However, there was a downside to the 80’s genre as humor became injected, purposely or not, into the movies and of course a mountain of sequels (only one included below). At times these sequels killed off the impact of the original; Friday The 13th, Halloween and A Nightmare On Elm Street. There are a number of those 80s horror movies being rebooted, beginning with Pet Sematary this month. We can also expect Child’s Play, Firestarter, Pumpkinhead and An American Werewolf In London.

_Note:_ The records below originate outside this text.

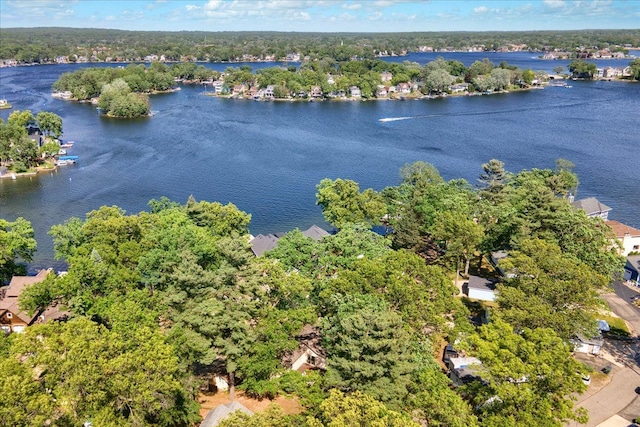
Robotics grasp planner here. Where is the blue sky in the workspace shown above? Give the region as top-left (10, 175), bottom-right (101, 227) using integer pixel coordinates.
top-left (0, 0), bottom-right (640, 32)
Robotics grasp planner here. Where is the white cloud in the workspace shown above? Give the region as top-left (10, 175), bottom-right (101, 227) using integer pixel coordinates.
top-left (543, 0), bottom-right (566, 9)
top-left (342, 3), bottom-right (362, 10)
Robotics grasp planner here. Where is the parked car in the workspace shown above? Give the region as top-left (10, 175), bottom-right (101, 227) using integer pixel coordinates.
top-left (442, 344), bottom-right (458, 366)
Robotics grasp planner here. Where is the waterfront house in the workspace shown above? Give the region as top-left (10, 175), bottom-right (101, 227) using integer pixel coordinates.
top-left (27, 124), bottom-right (44, 147)
top-left (284, 53), bottom-right (300, 62)
top-left (264, 85), bottom-right (275, 99)
top-left (622, 255), bottom-right (640, 286)
top-left (302, 224), bottom-right (329, 240)
top-left (448, 357), bottom-right (482, 387)
top-left (200, 400), bottom-right (253, 427)
top-left (282, 325), bottom-right (327, 372)
top-left (249, 234), bottom-right (279, 256)
top-left (602, 67), bottom-right (622, 79)
top-left (310, 86), bottom-right (324, 98)
top-left (0, 270), bottom-right (51, 333)
top-left (233, 84), bottom-right (247, 95)
top-left (449, 83), bottom-right (469, 93)
top-left (397, 83), bottom-right (411, 94)
top-left (467, 275), bottom-right (496, 301)
top-left (569, 334), bottom-right (604, 354)
top-left (605, 220), bottom-right (640, 256)
top-left (571, 197), bottom-right (611, 221)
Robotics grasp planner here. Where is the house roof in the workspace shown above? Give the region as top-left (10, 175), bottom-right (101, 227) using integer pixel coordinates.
top-left (571, 197), bottom-right (611, 215)
top-left (282, 325), bottom-right (327, 371)
top-left (302, 224), bottom-right (329, 240)
top-left (249, 234), bottom-right (278, 256)
top-left (624, 255), bottom-right (640, 273)
top-left (0, 270), bottom-right (51, 324)
top-left (605, 220), bottom-right (640, 238)
top-left (469, 275), bottom-right (496, 291)
top-left (200, 401), bottom-right (253, 427)
top-left (449, 357), bottom-right (482, 369)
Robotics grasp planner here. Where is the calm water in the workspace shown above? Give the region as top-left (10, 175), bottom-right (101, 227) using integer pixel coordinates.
top-left (0, 53), bottom-right (640, 266)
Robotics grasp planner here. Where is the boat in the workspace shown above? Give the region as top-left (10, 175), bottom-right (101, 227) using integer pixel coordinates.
top-left (60, 141), bottom-right (75, 148)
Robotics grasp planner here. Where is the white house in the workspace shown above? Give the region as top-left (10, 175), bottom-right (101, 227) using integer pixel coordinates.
top-left (571, 197), bottom-right (611, 221)
top-left (449, 357), bottom-right (482, 387)
top-left (570, 335), bottom-right (604, 354)
top-left (468, 275), bottom-right (496, 301)
top-left (605, 220), bottom-right (640, 256)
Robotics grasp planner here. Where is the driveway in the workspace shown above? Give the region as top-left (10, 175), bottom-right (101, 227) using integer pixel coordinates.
top-left (566, 367), bottom-right (640, 427)
top-left (566, 282), bottom-right (640, 427)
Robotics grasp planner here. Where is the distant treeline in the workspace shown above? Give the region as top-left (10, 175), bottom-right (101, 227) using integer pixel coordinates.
top-left (0, 28), bottom-right (640, 63)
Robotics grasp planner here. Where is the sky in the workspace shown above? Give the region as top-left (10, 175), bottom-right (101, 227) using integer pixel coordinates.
top-left (0, 0), bottom-right (640, 32)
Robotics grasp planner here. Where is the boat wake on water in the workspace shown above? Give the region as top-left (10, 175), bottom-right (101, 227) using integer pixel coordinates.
top-left (379, 116), bottom-right (412, 123)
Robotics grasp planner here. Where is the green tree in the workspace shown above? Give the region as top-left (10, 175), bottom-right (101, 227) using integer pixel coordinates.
top-left (463, 319), bottom-right (587, 427)
top-left (0, 218), bottom-right (36, 283)
top-left (307, 390), bottom-right (419, 427)
top-left (316, 178), bottom-right (386, 228)
top-left (322, 295), bottom-right (412, 404)
top-left (0, 318), bottom-right (198, 427)
top-left (498, 239), bottom-right (609, 339)
top-left (7, 110), bottom-right (36, 129)
top-left (568, 59), bottom-right (598, 79)
top-left (424, 69), bottom-right (454, 93)
top-left (36, 111), bottom-right (62, 139)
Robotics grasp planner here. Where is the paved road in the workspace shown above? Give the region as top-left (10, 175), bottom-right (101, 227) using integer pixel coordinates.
top-left (603, 281), bottom-right (640, 336)
top-left (566, 367), bottom-right (640, 427)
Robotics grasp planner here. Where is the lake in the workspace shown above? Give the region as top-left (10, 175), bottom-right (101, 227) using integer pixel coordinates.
top-left (0, 52), bottom-right (640, 268)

Taking a list of movies year by year, a perfect overview builds, along with a broad range of both original and unique ideas, showing how stylishly executed the genre once was. It proves unequivocally once and for all how the decade was a milestone for the Horror genre.
#1. The Shining (1980)
Based on the novel by Stephen King, Stanley Kubrick took the reins on this claustrophobic and creepy affair. Playing a reformed alcoholic writer and newly appointed caretaker alone with his wife and child in a historic secluded hotel, Jack Nicholson gives a delightfully menacing performance. When the spirits of the hotel begin to whisper in his ear, his descent into madness makes The Shining a movie which will stay with you long after the final frozen scene.
#2. Scanners (1981)
Written and directed by David Cronenberg, Scanners manages to push audiences over the edge with head exploding effects. Cronenberg would establish himself firmly with this film as a master at the height of his powers. The unique and original plot surrounds a collection of people “scanners”, who possess unusual telepathic and telekinetic powers, capable enough to commit assassinations. It’s an intelligent horror movie that mixes gore with a solid idea – something that’s lacking in so many others.
#3. Poltergeist (1982)
Steven Spielberg had already terrorized audiences with his mid-70’s creation Jaws. In the 80’s he went one step further, writing the imaginative Poltergeist for Tobe Hooper (The Texas Chainsaw Massacre) to direct. When an unsuspecting family move into the suburban house of their dreams things take a turn for the worst as the ancient spirits of Indians take hold of their daughter and drag her into the spirit world. The creep factor reaches epic proportions with the inclusion of a life-size clown-doll who becomes extremely mischievous. The special-effects were ahead of their time and the vessel to the other world of a simple television set is genius. Almost 40 years on, this is a movie which will still encourage the flicking on of light switches.
#4. Videodrome (1983)
Again David Cronenberg is at the helm, this time with James Woods in the lead. The actor plays Max Renn, owner of a small television network who stumbles upon a broadcast signal featuring extreme violence and torture. From here he spirals into a world of deception and mind-control, as he becomes unhinged from reality while searching for the signal’s source. The extreme and bizarre hallucinations Renn experiences is the stuff of adult nightmares, often described as body horror, but again done stylishly. You will find this movie has not been remade for a reason.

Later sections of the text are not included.